WHY WAS AL-ZAWAHRI IMPORTANT?
After the years of quietly assembling the suicide attackers, funds and plans for the Sept. 11 attack, Zawahri ensured that al-Qaida survived the global manhunt that followed to attack again.
On the run after 9/11, al-Zawahri rebuilt al-Qaida leadership in the Afghan-Pakistan border region and was the supreme leader over branches in Iraq, Asia, Yemen and beyond. With a credo of targeting near and far enemies, al-Qaida after 9/11 carried out years of unrelenting attacks: in Bali, Mombasa, Riyadh, Jakarta, Istanbul, Madrid, London and beyond. Attacks that killed 52 people in London in 2005 were among al-Qaida's last devastating attacks in the West, as drone strikes, counterterror raids and missiles launched by the U.S. and others killed al-Qaida-affiliated fighters and shattered parts of the network.
HOW WAS HE KILLED?
Around sunrise Sunday, Al-Zawahri came outside on the balcony of a house in Kabul, Afghanistan, and apparently lingered there, as U.S. intelligence had noted he often did.
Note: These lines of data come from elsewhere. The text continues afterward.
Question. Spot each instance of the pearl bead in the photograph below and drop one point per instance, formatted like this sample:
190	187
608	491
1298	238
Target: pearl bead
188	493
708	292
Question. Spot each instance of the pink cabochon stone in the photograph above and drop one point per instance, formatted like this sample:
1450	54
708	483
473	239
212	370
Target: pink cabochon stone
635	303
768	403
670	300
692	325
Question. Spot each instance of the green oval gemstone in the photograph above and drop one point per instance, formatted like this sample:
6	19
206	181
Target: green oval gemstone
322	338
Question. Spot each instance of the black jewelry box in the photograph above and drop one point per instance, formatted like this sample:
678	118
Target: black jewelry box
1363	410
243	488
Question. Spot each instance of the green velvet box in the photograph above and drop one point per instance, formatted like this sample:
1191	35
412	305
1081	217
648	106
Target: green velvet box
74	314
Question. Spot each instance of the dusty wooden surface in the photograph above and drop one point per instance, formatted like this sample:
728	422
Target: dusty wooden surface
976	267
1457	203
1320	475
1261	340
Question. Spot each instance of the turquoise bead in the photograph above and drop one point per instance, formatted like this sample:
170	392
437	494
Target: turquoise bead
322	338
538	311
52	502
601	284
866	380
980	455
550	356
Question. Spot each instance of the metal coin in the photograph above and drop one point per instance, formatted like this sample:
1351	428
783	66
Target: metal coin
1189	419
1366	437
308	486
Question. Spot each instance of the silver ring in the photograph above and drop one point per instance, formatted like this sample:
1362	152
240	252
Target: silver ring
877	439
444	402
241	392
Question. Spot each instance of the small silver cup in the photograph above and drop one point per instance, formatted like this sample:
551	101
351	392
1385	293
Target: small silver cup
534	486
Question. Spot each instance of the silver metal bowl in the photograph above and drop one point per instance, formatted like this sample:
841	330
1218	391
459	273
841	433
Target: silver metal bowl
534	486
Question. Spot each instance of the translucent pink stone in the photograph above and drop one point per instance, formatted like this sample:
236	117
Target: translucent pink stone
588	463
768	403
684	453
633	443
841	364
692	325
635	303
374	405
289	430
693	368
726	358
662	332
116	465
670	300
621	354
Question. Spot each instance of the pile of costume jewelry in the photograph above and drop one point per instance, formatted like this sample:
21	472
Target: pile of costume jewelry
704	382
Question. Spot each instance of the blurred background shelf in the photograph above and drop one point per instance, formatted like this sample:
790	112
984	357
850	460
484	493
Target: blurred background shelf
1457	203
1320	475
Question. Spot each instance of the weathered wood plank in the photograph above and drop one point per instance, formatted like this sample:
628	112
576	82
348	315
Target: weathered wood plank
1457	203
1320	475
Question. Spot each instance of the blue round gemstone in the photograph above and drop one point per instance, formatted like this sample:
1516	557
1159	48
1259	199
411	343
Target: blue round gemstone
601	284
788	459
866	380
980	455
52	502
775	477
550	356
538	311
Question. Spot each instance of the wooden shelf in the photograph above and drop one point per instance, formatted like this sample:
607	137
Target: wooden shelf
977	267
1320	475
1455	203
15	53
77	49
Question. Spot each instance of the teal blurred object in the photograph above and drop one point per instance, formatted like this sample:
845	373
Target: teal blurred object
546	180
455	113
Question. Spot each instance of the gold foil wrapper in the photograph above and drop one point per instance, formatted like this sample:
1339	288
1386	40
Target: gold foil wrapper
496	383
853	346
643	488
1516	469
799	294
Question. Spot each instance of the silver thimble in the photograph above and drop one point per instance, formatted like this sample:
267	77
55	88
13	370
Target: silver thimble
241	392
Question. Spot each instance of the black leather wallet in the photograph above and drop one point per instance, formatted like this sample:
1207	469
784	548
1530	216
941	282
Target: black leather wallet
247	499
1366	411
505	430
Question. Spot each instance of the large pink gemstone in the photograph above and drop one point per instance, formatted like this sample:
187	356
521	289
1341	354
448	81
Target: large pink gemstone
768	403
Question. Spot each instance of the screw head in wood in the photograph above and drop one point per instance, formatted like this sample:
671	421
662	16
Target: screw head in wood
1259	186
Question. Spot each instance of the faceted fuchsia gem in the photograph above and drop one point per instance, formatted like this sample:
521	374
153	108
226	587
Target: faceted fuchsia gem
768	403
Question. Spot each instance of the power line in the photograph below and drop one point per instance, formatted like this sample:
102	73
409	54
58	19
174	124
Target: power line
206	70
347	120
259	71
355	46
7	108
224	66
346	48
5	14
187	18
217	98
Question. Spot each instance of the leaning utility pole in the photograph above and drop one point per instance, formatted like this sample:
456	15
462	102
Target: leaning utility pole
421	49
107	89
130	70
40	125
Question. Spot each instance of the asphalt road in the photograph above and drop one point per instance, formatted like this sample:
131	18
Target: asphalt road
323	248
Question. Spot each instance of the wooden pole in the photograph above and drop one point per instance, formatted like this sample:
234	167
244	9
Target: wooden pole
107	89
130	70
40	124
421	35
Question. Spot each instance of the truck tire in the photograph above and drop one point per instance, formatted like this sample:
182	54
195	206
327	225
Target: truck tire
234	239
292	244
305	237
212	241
On this day, a U.S. drone fired two Hellfire missiles at the al-Qaida leader as he stood, according to U.S. officials, speaking on condition of anonymity to discuss the strike.
His presence in Afghanistan had been widely suspected for some time, analysts said. U.S. officials learned this year that Zawahri's wife and other family members had moved to a safe house in Kabul recently. Zawahri soon followed, the senior administration officials said.
U.S. officials, joined by top leaders all the way up to, eventually, Biden, spent careful months confirming his identity — and his fateful practice of standing alone on that same balcony — and planned the strike.